The injury Michael is referring to happened in 1989, when he was 31 years old. He was ringing in the New Year with his sister and some friends at a nightclub in Washington, DC. Just before midnight, a sound reverberated through the nightclub.  At first, Michael said that it sounded like firecrackers. He began scanning the club for his sister, while people rushed passed him trying to exit the nightclub. During the chaos, Michael fell to the ground. “I thought someone knocked me over, but then I couldn’t get up,” he said. “I just put myself in the fetal position and waited.” Michael was bleeding from a gunshot wound and eventually passed out. The next thing Michael remembers is waking up in the hospital. The bullet entered Michael’s back and went across his spine to the front of his body. As a result, Michael is paralyzed from the waist down.

The 27 years since Michael’s injury have been filled with highs and lows. He spent many months in the hospital and then a rehabilitation facility. Ten years later, Michael got an infection that went into his blood and bones. He was hospitalized for several days and then discharged to a nursing home. He knew he didn’t want to be in a nursing home forever. “I wanted my independence and to do the things that I was doing before,” he said. “My kids were young at the time and I wanted to see them play sports.”

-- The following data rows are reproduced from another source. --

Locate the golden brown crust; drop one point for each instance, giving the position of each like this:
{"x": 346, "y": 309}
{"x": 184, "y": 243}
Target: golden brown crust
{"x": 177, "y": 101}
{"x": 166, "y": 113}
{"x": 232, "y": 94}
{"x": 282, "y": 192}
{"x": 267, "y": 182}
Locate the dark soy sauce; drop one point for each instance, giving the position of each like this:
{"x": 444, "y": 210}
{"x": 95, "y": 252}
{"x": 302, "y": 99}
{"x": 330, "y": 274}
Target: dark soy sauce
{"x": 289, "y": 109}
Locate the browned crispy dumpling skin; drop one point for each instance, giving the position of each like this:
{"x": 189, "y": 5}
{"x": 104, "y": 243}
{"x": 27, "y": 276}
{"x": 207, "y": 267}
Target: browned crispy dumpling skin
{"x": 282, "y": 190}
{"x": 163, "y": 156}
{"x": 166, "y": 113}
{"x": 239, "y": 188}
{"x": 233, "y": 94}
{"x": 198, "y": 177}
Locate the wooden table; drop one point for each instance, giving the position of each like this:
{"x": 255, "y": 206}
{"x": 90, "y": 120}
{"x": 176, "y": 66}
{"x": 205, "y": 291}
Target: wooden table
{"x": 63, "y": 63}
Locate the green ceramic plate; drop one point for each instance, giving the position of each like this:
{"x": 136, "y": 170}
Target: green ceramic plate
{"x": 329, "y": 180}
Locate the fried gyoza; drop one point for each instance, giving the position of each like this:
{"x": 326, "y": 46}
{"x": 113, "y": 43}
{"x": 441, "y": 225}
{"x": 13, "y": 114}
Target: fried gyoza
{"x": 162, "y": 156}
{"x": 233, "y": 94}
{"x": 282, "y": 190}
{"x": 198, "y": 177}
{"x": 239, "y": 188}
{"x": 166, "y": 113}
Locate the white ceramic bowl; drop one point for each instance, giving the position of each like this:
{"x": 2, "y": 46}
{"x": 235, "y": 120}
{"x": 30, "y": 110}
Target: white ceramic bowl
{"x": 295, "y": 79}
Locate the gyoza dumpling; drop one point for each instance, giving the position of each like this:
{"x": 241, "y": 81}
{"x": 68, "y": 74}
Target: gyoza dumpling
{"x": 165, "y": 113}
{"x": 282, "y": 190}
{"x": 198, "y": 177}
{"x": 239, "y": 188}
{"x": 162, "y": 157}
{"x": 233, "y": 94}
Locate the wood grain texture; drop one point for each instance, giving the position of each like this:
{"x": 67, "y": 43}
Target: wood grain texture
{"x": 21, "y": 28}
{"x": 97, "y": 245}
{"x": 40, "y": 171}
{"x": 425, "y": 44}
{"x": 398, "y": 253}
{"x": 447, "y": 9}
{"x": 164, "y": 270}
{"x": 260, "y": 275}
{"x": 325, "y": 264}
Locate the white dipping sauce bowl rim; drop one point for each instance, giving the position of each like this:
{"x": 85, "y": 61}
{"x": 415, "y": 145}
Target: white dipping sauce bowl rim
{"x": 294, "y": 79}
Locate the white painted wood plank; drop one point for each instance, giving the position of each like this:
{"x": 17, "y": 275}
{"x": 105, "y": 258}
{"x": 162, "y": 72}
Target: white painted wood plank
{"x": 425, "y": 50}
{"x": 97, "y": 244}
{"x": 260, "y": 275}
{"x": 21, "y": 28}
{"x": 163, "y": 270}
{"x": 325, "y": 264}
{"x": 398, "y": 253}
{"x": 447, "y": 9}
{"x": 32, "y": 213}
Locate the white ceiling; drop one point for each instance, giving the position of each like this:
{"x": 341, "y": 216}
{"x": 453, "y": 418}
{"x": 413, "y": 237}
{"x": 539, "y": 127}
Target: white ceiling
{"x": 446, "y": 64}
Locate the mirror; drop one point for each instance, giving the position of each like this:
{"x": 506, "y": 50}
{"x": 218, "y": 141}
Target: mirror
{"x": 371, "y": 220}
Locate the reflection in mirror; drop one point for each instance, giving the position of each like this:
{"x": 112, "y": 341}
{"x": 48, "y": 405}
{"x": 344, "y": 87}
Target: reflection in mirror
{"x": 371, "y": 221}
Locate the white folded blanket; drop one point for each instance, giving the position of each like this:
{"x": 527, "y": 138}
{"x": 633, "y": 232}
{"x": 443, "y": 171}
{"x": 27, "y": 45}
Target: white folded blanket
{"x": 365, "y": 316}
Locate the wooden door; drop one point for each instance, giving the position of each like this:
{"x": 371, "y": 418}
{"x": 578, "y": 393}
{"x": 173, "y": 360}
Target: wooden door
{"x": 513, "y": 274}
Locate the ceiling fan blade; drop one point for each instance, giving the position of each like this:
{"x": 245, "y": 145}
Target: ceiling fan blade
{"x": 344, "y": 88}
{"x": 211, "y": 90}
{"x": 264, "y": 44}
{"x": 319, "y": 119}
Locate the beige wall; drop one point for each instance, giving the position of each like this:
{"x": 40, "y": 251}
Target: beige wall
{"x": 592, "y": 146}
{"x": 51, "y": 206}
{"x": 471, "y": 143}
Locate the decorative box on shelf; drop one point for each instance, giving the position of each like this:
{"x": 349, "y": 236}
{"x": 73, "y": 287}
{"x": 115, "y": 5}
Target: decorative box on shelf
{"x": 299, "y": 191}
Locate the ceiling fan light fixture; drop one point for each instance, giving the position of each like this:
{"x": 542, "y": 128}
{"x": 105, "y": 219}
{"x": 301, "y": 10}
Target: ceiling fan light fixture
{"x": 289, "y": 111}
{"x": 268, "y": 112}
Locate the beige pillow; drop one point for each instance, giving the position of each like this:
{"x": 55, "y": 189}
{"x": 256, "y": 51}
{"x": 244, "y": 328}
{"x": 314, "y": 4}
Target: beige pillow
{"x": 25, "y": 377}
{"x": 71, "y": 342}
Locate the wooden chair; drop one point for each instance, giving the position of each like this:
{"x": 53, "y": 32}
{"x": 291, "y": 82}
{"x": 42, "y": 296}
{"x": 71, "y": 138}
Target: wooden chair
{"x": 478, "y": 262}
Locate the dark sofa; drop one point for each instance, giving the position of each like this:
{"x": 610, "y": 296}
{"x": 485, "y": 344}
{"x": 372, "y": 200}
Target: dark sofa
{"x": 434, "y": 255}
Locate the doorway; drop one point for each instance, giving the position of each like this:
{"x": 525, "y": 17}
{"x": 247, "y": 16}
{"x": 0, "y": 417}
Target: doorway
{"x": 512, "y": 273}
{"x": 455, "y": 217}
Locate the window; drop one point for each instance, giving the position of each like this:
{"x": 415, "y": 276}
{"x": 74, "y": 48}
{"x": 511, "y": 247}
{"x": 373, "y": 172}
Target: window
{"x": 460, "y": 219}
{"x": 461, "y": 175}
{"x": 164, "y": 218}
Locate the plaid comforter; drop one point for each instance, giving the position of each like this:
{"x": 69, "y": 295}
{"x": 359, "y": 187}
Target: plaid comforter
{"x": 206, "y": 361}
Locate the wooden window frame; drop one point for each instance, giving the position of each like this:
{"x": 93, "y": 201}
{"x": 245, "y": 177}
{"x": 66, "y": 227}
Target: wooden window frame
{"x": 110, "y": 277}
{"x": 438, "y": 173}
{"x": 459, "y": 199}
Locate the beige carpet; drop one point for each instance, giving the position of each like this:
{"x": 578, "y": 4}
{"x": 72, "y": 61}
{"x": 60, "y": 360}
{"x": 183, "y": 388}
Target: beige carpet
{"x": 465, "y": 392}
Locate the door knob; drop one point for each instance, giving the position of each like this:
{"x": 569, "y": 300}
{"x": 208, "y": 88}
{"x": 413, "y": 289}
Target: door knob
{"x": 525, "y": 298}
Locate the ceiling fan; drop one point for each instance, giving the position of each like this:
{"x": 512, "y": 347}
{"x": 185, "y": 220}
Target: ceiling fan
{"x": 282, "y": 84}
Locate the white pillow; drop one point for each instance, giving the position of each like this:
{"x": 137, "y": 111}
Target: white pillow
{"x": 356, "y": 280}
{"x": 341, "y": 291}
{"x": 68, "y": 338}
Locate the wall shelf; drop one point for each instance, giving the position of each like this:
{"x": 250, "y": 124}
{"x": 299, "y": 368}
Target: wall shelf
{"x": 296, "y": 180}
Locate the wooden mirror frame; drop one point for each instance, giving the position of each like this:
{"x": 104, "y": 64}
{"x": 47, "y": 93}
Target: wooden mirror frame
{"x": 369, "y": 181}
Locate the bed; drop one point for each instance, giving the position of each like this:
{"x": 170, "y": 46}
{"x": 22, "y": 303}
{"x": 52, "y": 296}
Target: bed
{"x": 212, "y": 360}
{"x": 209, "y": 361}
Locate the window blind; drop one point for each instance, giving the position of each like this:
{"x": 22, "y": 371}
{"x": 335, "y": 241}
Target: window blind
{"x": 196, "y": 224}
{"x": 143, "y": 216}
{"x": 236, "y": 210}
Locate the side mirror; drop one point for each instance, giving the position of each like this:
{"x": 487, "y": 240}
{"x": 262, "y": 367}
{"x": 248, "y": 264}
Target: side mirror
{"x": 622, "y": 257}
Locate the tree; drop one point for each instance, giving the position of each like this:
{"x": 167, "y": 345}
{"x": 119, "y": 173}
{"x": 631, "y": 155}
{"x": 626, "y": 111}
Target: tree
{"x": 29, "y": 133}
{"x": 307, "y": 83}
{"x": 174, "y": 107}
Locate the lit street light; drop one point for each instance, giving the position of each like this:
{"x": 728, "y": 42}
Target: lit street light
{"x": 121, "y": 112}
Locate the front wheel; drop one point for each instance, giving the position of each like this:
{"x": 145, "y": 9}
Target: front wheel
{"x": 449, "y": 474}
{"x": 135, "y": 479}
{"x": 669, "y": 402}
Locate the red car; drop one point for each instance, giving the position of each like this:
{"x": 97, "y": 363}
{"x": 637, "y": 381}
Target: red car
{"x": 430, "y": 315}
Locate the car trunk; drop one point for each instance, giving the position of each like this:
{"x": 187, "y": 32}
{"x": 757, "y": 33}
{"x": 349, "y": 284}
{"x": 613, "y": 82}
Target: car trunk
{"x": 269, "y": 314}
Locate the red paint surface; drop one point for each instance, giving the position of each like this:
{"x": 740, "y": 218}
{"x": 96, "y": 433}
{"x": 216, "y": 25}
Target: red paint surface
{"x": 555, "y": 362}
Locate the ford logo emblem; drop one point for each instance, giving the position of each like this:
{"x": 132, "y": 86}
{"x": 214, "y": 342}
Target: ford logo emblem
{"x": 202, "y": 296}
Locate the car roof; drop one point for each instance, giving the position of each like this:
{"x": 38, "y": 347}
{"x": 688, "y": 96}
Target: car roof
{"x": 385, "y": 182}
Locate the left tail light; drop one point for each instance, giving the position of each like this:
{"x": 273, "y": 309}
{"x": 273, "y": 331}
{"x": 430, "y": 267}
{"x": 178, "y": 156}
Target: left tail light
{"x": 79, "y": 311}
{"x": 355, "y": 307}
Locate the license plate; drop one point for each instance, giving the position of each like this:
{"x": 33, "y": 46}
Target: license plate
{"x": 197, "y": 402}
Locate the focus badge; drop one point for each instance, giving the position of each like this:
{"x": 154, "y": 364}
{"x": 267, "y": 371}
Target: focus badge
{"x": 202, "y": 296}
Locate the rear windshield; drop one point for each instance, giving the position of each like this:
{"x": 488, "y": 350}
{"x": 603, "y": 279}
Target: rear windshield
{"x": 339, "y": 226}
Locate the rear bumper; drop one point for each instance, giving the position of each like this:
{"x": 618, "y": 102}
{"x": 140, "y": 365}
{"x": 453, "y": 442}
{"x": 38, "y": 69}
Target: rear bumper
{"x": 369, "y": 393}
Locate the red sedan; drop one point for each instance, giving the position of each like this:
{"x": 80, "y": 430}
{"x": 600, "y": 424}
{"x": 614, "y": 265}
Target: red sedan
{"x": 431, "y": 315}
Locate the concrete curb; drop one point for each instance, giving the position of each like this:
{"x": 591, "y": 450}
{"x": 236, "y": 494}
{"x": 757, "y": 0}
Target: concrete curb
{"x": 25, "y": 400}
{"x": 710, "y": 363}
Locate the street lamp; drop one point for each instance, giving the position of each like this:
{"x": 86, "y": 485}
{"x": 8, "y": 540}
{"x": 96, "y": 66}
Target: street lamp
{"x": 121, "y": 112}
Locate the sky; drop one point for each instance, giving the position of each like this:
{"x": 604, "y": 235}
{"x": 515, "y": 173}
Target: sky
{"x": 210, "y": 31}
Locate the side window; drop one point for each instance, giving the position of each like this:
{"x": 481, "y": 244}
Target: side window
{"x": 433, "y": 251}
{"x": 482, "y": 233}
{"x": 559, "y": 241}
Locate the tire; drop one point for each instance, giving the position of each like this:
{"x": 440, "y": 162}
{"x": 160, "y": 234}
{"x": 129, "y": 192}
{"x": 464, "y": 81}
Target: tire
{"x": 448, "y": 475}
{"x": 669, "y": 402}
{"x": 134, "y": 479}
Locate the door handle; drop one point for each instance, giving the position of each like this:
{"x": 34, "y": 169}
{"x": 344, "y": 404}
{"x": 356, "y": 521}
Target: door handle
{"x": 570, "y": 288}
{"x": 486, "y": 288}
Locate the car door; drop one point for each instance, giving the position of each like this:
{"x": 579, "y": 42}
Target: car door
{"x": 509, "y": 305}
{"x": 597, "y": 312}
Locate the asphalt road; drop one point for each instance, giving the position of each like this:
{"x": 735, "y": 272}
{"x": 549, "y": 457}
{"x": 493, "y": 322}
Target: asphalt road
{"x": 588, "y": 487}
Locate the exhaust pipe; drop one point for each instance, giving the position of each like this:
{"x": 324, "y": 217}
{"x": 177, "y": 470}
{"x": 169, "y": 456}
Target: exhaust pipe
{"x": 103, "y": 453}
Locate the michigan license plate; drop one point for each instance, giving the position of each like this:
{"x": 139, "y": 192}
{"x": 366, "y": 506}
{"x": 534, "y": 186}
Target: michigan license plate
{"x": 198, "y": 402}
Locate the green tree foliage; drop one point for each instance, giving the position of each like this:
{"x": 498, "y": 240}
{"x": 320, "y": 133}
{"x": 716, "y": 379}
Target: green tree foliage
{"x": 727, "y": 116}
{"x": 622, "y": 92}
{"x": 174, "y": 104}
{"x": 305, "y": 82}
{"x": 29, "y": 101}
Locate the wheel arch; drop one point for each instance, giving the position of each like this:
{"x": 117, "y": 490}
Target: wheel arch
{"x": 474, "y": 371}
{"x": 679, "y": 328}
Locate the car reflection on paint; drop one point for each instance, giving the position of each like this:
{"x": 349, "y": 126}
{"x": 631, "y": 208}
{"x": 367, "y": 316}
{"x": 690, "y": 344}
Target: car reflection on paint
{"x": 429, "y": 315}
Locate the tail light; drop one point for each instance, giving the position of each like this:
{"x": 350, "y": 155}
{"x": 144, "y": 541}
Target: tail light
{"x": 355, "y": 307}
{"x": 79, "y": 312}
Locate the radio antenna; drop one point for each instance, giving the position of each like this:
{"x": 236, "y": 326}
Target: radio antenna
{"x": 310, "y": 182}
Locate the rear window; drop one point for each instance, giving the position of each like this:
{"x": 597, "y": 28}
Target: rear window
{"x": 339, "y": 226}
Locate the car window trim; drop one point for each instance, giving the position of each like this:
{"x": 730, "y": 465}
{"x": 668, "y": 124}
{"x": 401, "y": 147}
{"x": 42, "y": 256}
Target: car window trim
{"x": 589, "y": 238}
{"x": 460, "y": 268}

In 2005, Michael enrolled in the Living at Home Waiver Program (currently the Community Options Waiver Program) and began working with The Coordinating Center. Knowing that his ultimate goal was to leave the nursing home and live in his own home, his coordinator, Racine, helped him locate, secure and move into his own home in Montgomery County.“Racine has been such a positive person and I consider her family,” he said. “She is always there, willing to listen, provide resources and push me forward when I need it.”

The infection Michael had in 2001 taught him a valuable lesson. “I now understand the importance of taking care of myself and following up with my doctors,” he said. Racine has helped Michael identify warning signs that might put him back in the hospital if he doesn’t take action. “When I see something that is concerning and could potentially put me back in a place I don’t want to be, I make a doctor’s appointment and get checked out.”

While in the nursing home, Michael used his free time to learn new things and develop hobbies that he still enjoys doing today. In addition to making jewelry, Michael enjoys decorating cell phone covers and board game boards. He has also given back by speaking for ThinkFirst, an organization that provides education about spinal cord injuries and by volunteering at nursing homes. Looking toward the future, Michael wants to take a class to become a mediator for a conflict resolution organization and hopes to get a wheelchair that he can use to play wheelchair basketball at his local recreation center.

Through his volunteering, Michael became close friends with a woman who has quadriplegia. Their friendship has had a huge impact on Michael’s life and helps shape his positive outlook on life. “I look at all the things she can do and I know I have nothing to complain about,” he said. “Life is good and I can do anything I want to do.”